Congress Needs to Legislate, Not Investigate NCAA
Senate Majority Leader Harry Reid said that in response to complaints about the NCAA’s system of enforcement, that Congress should investigate the association:
“Jerry Tarkanian made it into the [basketball] hall of fame,” Mr. Reid said, The Hill reported. “Why didn’t he get in earlier? Because this courageous man took on the NCAA, which has absolute control over college athletes. I would hope as the years go by that we, as a Congress, will take a look at that more closely.”
The NCAA (not to mention the BCS) has been under varying degrees of Congressional investigation before. There have been serious hearings like the one in 2004 into the NCAA’s due process protections. And there have been a string of useless grandstanding hearings since then on a variety of topics including the BCS, NCAA enforcement, and pay-for-play.

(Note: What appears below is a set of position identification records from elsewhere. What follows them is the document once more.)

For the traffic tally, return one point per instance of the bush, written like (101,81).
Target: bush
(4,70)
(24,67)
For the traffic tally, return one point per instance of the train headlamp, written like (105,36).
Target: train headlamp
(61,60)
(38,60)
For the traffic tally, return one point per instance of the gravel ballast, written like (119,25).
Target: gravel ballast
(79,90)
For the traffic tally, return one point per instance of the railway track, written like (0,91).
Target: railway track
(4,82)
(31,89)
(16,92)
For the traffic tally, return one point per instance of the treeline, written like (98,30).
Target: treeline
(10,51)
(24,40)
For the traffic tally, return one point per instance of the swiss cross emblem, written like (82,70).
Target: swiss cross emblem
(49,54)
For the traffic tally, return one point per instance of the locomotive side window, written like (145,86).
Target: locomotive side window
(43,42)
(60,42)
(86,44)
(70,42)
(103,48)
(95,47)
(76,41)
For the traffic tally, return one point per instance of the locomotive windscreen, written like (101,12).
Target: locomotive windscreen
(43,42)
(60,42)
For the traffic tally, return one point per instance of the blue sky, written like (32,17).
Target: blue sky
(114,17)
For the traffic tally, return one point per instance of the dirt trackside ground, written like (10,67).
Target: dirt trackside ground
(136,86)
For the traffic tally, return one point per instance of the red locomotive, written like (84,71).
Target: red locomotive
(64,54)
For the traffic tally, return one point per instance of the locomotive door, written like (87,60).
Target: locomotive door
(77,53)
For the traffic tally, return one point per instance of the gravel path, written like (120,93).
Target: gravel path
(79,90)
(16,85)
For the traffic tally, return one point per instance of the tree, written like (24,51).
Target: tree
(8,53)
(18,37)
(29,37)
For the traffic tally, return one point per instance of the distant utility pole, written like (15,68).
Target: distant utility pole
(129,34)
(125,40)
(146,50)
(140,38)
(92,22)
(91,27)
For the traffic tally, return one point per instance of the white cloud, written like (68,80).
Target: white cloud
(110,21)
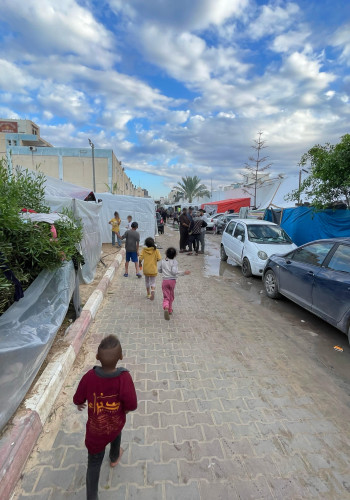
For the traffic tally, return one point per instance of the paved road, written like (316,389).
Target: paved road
(233,402)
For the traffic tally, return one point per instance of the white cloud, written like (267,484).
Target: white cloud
(63,100)
(14,79)
(182,14)
(62,27)
(273,19)
(293,40)
(302,68)
(342,39)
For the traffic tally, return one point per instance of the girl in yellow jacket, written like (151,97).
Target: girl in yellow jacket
(150,256)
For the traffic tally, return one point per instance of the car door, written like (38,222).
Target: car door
(297,274)
(331,292)
(237,242)
(227,239)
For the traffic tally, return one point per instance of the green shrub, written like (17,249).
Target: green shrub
(28,247)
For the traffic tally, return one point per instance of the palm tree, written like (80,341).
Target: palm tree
(191,187)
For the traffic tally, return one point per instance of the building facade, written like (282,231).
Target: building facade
(21,144)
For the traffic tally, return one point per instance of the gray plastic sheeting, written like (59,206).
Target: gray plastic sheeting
(27,330)
(142,210)
(91,244)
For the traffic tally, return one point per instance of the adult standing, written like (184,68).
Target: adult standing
(196,231)
(204,218)
(190,214)
(184,227)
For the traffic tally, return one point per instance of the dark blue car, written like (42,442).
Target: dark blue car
(317,277)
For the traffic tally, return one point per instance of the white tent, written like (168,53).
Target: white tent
(142,211)
(60,195)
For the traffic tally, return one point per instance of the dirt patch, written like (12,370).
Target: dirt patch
(107,256)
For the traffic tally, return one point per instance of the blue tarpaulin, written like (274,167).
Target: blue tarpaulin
(303,224)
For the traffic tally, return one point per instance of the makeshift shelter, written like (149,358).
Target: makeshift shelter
(304,224)
(60,195)
(225,205)
(29,326)
(142,210)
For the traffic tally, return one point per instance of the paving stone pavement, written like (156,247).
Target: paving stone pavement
(229,408)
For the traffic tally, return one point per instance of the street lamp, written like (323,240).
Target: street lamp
(306,171)
(93,164)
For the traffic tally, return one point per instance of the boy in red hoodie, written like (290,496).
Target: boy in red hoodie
(110,395)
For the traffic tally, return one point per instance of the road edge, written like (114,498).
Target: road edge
(19,440)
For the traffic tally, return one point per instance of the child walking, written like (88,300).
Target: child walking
(129,219)
(170,270)
(150,256)
(110,394)
(115,222)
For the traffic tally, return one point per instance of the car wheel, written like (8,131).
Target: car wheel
(271,285)
(223,255)
(246,269)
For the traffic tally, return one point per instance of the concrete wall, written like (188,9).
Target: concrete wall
(47,164)
(74,165)
(78,171)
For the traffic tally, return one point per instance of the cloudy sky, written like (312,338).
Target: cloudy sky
(179,87)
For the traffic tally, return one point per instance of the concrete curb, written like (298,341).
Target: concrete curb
(18,441)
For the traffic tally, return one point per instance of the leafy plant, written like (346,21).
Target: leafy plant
(257,164)
(329,174)
(28,247)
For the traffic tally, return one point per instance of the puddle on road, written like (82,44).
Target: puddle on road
(312,333)
(251,289)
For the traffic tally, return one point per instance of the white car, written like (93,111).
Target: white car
(211,219)
(251,242)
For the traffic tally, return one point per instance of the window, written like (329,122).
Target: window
(239,231)
(341,259)
(264,233)
(230,228)
(312,254)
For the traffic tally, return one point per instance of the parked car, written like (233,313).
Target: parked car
(211,220)
(317,277)
(160,223)
(222,221)
(251,242)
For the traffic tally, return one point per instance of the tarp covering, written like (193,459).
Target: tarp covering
(56,187)
(27,330)
(303,224)
(142,211)
(91,244)
(224,205)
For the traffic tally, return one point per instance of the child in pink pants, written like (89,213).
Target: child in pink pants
(170,271)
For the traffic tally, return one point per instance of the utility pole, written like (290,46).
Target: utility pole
(93,164)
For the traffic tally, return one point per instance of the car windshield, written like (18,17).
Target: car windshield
(268,234)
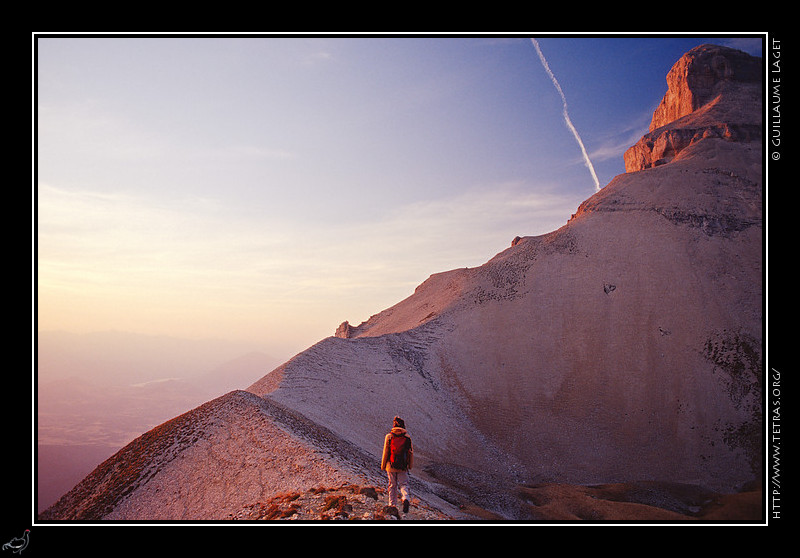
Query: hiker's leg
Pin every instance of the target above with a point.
(392, 489)
(402, 486)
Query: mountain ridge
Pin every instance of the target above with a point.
(625, 346)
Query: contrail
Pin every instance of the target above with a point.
(566, 115)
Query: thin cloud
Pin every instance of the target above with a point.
(567, 119)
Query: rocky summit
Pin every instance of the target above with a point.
(616, 359)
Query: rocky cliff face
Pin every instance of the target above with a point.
(710, 93)
(624, 346)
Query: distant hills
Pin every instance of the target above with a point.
(621, 353)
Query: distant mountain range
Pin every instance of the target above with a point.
(623, 349)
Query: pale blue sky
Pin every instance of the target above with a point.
(268, 189)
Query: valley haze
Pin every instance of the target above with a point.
(618, 349)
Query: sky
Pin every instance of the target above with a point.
(265, 189)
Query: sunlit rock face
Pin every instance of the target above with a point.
(624, 346)
(709, 93)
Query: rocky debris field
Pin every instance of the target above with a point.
(347, 502)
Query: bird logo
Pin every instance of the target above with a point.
(18, 544)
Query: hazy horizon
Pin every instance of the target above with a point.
(264, 190)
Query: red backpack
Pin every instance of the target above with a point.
(398, 451)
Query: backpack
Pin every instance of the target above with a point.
(398, 451)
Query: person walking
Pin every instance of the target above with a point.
(397, 460)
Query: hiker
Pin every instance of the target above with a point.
(397, 460)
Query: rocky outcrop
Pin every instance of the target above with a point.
(706, 87)
(623, 349)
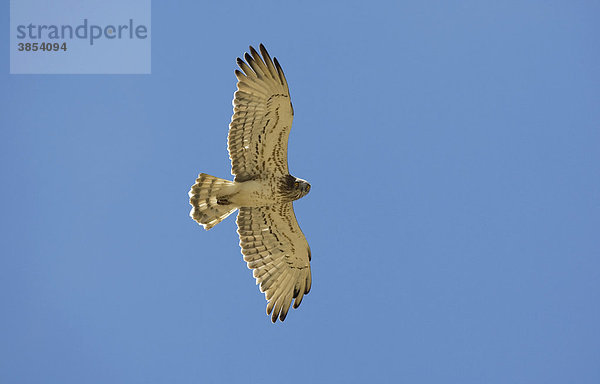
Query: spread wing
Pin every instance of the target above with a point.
(275, 248)
(262, 118)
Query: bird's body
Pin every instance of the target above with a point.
(263, 190)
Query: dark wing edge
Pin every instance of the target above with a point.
(275, 248)
(262, 117)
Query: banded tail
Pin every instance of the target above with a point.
(208, 198)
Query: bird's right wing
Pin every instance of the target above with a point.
(275, 248)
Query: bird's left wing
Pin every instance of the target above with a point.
(275, 248)
(262, 118)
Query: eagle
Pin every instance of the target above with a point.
(263, 190)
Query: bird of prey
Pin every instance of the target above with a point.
(263, 190)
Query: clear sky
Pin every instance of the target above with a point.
(454, 216)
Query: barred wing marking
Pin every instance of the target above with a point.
(275, 248)
(262, 118)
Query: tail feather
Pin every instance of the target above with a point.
(208, 198)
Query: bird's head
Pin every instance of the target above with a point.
(302, 187)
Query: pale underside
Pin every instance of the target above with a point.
(271, 240)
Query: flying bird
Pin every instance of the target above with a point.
(263, 190)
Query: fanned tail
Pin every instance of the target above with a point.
(208, 198)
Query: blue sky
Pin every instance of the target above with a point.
(452, 149)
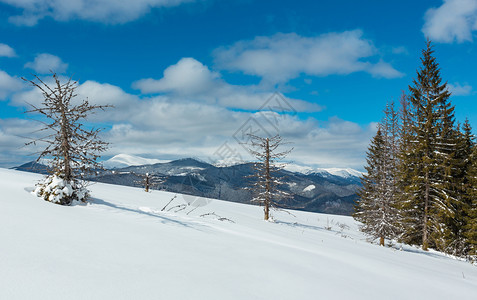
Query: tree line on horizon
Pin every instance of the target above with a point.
(420, 186)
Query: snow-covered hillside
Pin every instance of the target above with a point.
(122, 246)
(326, 172)
(126, 160)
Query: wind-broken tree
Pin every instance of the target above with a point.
(72, 148)
(266, 188)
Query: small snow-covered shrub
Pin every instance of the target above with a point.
(57, 190)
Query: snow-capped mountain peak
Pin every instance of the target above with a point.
(339, 172)
(127, 160)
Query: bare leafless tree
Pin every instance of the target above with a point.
(72, 148)
(266, 187)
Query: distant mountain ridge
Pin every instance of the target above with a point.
(318, 190)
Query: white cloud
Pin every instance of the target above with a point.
(459, 90)
(282, 57)
(14, 133)
(174, 125)
(189, 79)
(8, 85)
(454, 20)
(103, 11)
(45, 63)
(6, 51)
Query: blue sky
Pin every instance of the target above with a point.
(185, 76)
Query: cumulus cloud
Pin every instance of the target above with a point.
(282, 57)
(8, 85)
(454, 20)
(189, 79)
(459, 90)
(174, 124)
(103, 11)
(45, 63)
(6, 51)
(165, 127)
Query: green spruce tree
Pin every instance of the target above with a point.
(430, 148)
(377, 207)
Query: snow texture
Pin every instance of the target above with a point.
(122, 245)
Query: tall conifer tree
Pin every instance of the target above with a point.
(377, 208)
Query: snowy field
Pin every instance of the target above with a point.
(122, 246)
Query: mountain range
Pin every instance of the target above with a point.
(330, 191)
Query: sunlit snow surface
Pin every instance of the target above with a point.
(122, 246)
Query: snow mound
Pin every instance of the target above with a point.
(126, 160)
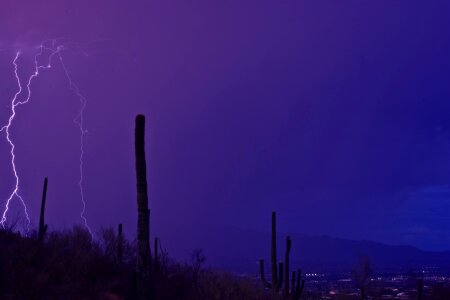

Congress’ challenge is not to investigate what the problem is with the NCAA. The problem that Congress could solve, the murky grey area between private corporation and quasi-governmental regulatory agency in which the NCAA sits is well known. No more hearings or testimony or briefing is needed.
The challenge is doing something about it. That means making tough decisions and hard compromises on a number of core issues include the NCAA’s tax exempt status, its antitrust exemption, its investigate power, and its due process obligations.
At the current juncture, the NCAA is probably more ready to make a deal than Congress is. Facing the O’Bannon and concussion lawsuits, the NCAA would probably gladly trade some stronger due process protections in exchange for a broader, statutory antitrust exemption (for starters). The harder part is pushing that deal through Congress in a way that also prevents schools (or a set of schools) from simply replacing the NCAA with another organization not encumbered by these new regulations.
But as it stands currently, Sen. Reid’s threat is empty. It is a bluff the NCAA has called multiple times. Until Congressional investigation of the NCAA leads to legislation (or another investigation that leads to indictments), the NCAA has nothing to fear from Congress and less from state legislatures.